Paint your way to better mental health
Big name art going cheap to save wetlands
Crafty idea gives new mum’s time out
Shannon never comments on her daughter’s works. Claudia, who selects her own paint colours at the art supply store, is very much a solo operator.
“It’s her painting; I don’t want to change her style. It’s been really interesting for me as a designer to watch her process. She stands back and she looks at it and I’d love to know what’s going on in her head,” Shannon says.
“She really does consider her work and then comes back to it and puts colour in another place and then brings me paint and says, ‘Mummy can you open that one?’ and I think, I would never have thought to use that colour, but then she puts it on the canvas and it’s amazing. She’ll get to a certain point where she’ll say to me, ‘I’m done. Can I have a bubble bath?’ ”

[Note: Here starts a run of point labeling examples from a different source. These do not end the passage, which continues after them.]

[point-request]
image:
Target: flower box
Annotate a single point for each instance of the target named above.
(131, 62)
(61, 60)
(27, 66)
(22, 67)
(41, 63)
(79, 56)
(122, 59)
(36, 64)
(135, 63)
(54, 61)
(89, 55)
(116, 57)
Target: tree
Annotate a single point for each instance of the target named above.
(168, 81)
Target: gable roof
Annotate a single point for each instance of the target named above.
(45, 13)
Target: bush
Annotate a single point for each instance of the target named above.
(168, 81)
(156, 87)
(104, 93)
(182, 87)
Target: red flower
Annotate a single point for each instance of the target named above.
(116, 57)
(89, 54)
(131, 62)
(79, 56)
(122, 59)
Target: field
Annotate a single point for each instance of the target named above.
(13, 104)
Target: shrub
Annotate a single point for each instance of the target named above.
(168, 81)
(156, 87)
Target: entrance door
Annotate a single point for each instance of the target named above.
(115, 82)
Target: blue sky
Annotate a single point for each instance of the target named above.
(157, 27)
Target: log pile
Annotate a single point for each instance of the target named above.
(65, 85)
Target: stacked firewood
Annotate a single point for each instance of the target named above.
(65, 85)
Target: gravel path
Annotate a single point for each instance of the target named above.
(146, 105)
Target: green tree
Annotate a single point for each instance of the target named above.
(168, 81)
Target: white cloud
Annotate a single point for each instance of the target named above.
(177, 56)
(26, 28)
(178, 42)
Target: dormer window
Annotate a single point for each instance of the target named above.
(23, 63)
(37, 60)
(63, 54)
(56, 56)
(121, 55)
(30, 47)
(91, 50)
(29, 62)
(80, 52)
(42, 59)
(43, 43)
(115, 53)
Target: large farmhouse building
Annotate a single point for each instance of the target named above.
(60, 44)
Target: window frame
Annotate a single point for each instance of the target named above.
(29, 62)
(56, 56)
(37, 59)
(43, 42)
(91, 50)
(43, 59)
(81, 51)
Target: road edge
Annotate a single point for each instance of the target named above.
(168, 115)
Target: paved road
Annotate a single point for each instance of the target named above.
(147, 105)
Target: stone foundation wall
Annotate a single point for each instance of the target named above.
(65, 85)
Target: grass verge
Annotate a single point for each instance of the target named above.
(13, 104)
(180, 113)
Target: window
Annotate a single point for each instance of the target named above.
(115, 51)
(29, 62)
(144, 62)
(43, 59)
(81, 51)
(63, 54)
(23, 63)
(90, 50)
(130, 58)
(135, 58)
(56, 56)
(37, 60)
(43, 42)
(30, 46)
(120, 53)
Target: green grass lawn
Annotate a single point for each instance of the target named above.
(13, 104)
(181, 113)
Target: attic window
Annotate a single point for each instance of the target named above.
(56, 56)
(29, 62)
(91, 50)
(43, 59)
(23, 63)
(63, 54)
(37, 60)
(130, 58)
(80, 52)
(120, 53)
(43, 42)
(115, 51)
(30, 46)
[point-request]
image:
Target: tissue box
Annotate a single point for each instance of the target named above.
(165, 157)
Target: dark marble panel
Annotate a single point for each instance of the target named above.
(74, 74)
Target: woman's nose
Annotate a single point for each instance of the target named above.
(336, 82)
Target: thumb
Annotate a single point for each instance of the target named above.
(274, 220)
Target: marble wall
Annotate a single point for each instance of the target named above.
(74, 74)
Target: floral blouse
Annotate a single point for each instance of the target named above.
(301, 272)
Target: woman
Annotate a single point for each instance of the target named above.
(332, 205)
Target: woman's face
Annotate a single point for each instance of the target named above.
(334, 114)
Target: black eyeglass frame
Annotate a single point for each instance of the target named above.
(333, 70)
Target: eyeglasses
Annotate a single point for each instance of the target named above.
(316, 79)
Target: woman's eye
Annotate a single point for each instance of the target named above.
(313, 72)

Twenty per cent of the proceeds from Claudia’s art sales go to Room to Read – Sri Lanka, a charity that seeks to transform the lives of children in low-income communities by focusing on literary and gender equality in education.
Shannon’s father Bill Deutrom, from Sri Lanka, has done a lot of charity work in his homeland, including sponsoring a girl to attend school and who is now at university.
“So I had a thought that while Claudia is learning, it would be nice for her to help other girls learn and grow and go to secondary school because in the poorer areas, they don’t have a chance – they become cleaners, or have children and that’s their life,” Shannon says.
“Room to Read is an amazing organisation – they use local writers, local artists and local printers to produce books for the children in the countries they are working in, because if you send over something about a lorry in London for a child in Ethiopia, they don’t understand it, but if they have a story about a tuktuk in a city they can relate to, it will make them want to read.”
The opportunity to help others was part of the reason Shannon and husband Cameron Buchanan, who works in private equity, decided to sell Claudia’s pieces.
That, and the fact they were fast running out of wall space.
“I think Claudia will benefit from it, in learning that she can make a difference
in the world,” Shannon says.
“It’s not a monetary thing, it’s so she can do something to help people and have that self-pride. She can make a difference. I think we all want to do that, don’t we?”